# R-15 To DO list questions



## Brian Hanasky (Feb 22, 2008)

I just hooked up the R-15 on Saturday 2/22 and I have noticed that the R-15 has a 100 limit on it's To Do List. 

I was looking through the To Do List for next week and it is leaving some things out. For example Jericho which did shedule as expected this week was not scheduled for next week. Same goes for Terminator, Survivor, Lost, and a couple of others. I know that with the R-10 (that the R-15 replaced) those shows would have been present in the To Do List by now. 

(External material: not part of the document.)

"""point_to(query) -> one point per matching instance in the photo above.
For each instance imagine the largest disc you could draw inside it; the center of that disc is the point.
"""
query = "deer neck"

Is the reason for the missing shows becasue: 

A. the To Do list has a 100 limit and can't put them in until some others have been taken care of? 
or

B. Is the absence of these shows because of a lack of Guide data for next week re: if they are new or not. 

Thanks for any help just trying to figure out the nuances of the new machine.


----------



## ThomasM (Jul 20, 2007)

Brian Hanasky said:


> I just hooked up the R-15 on Saturday 2/22 and I have noticed that the R-15 has a 100 limit on it's To Do List.
> 
> I was looking through the To Do List for next week and it is leaving some things out. For example Jericho which did shedule as expected this week was not scheduled for next week. Same goes for Terminator, Survivor, Lost, and a couple of others. I know that with the R-10 (that the R-15 replaced) those shows would have been present in the To Do List by now.


It's called the "R15 icon bug" by the folks here on DBSTALK.COM.

Sometimes series link shows will not appear in the TO DO list even though they meet all of the criteria you have chosen.

Sometimes, shows that were in the TO DO list will DISAPPEAR for no apparent reason.

Sometimes, shows with series links will have the "R)))" icon present in the guide when you look up a future episode, but it won't appear in the TO DO list and it won't be recorded.

The ultimate list the R15 uses to decide what to record is the TO DO list. Basically, if it ain't in the TO DO list, it ain't gonna be recorded....irregardless of other lists like "episodes" or the presense of the "R" or "R)))" icon.

Check your TO DO list daily to avoid favorite show frustration until this is fixed.


----------



## Brian Hanasky (Feb 22, 2008)

Thanks for the information. This R-15 is in my rec room so it's mostly recording supplemental stuff like cartoons for the kids. It does record NASCAR for me for when the wife gets tired of listening to it in the living room. Aside from that most of the big ticket shows are recorded in the living room and that was just upgraded to a HD DVR. I will stay on top of the TO DO list to make sure the bug doesn't get me though.


----------



## red.bean.head (Feb 1, 2007)

ThomasM said:


> It's called the "R15 icon bug" by the folks here on DBSTALK.COM.
> 
> Sometimes series link shows will not appear in the TO DO list even though they meet all of the criteria you have chosen.
> 
> ...


I think you have it wrong, at least my experience is different. The To Do list reflects items 2-3 days out only, depending on the amount of Series Links you have. It could only have 1 days worth of items in the case you are recording several series that are in a marathon in 1 day but that is probably the exception. Anyhow, here is an example, I have several recordings scheduled throughout today, tomorrow & Thursday, all are in the To Do list. Beyond that some items are not in the To Do list & do not have the R))) Icon showing in the Guide as I expect. From what I have noted with the latest CE build, as time progresses & items get flushed from the To Do list, new items are coming in & getting the R))) Icon in the Guide. I have seen when I booked a show that was on several times last week, the R))) icon appeared in the Guide through Friday of last week. I checked a few hours later & as guide was populating & more current shows were populating the To Do list, the R))) icon was dropped from the guide & item was not in the To Do list anymore. As time passed, the item that did not have the R))) icon in the guide now had it & it was back in the To Do list as well, no harm, no foul.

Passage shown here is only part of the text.